Mirabelle wiped her eyes with a handkerchief and gazed around the room. Duty was cold, lonely work and she took it upon herself to spare anyone the worst excesses of grief, aside from Eilhu.
‘Then?’ she said.
Carrey frowned and sat back in his chair.
‘Justice, your highness.’ He said.
Her head throbbed with withheld emotion.
‘None of it will bring him back.’ She said.
Her voice betrayed her, and she caught the emotion before it spilled outwards. A woman’s tears were a weapon with a cold ease of application. Mirabelle took a deep breath and sat up in the chair.
‘No, but his descendants and subjects. An assassin strikes at memory and reputation.’ He said.
Carrey’s words held bitter experience. He was a man of honour, a titled noble with an impeccable reputation. Still, a man for all his station and the man had committed acts of ill repute to break the back of a situation.
‘Carrey, who do you believe has done this?’ she said.
He clapped his hands together and exhaled through his nose, lowering his eyes as he retreated to his intuition and found an answer.
‘Not Roderick or his ilk. The nature of an action reveals its origin.’ He said.
They looked at one another, searching for reassurance in a time when it had fled their grasp.
He pointed to the arrow.
‘It is rough, old magic within this arrow. We closed down the castle and found no trace of an assassin. Your highness, we are not dealing with matters of state here but something else.’ He said.
Mirabelle stared at the arrow and wanted to snatch it up, crack it into splinters and stamp upon them. Such impulses were not appropriate for a princess, least of all a queen.
‘Are we dealing with it, Carrey? Eilhu hunts in forest shadow and we sit there, thwarted and sick with lack of success. How is it a strategy?’ she said.
Carrey’s lower lip trembled. He bit into it and turned his head.
‘I know the simple fact of sword against shield, the invisible web of obligation and diplomacy but magic combines the worst of both.’ He said.
Mirabelle folded her hands over one another and pressed her lips together.
‘Yet the one man who knows more of it is almost silent on the subject.’ She said.
Carrey straightened in his chair and regarded his queen.
‘You would have me follow him?’ he said.
Mirabelle bit the inside of her lip and turned her head to hide her gaze, gave a tight, choked nod and Carrey understood.

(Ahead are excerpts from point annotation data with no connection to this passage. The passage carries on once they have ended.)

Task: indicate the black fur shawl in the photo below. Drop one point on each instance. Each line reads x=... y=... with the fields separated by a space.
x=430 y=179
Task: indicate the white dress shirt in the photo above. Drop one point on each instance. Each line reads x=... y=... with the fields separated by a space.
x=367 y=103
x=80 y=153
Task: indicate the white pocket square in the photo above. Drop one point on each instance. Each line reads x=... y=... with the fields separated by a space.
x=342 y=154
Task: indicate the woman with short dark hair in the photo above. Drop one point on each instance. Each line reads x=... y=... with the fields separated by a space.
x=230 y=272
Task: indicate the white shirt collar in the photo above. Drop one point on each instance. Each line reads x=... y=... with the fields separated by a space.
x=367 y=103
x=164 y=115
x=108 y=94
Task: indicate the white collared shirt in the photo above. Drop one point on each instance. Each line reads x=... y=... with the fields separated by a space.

‘I will be discreet.’ He said.
His words were thin, crumbling on his palate and dry as dust. Mirabelle stared at him, eyes aglow with guilt and grief. Each decision was uglier, bred from rough, desperate stock and bearing the scars of their parents, duty and obligation.
Carrey got up, bowed from the waist and left his queen to her devices.

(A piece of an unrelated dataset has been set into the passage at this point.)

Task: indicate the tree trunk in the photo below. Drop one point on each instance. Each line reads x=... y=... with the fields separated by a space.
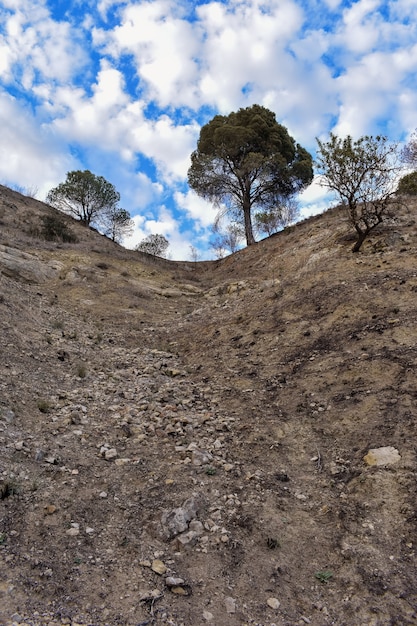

She looked outside, the sun was high and bright, golden like Eilhu’s hair and the betrayal sat in her stomach, a poisonous meal which would kill her by degrees. Mirabelle stared at the arrow and cursed it with every fibre of her being. Her hate was such, she imagined plucking the arrow up and tossing it with enough force to find the assassin and strike them dead. The world resisted her wishes, and she sat, amidst a standing army, a population of loyal, grieving subjects and a consort who had gone out to hunt her father’s murderer down.
Mirabelle had set the former against the latter, and it made her sick to the stomach with guilt.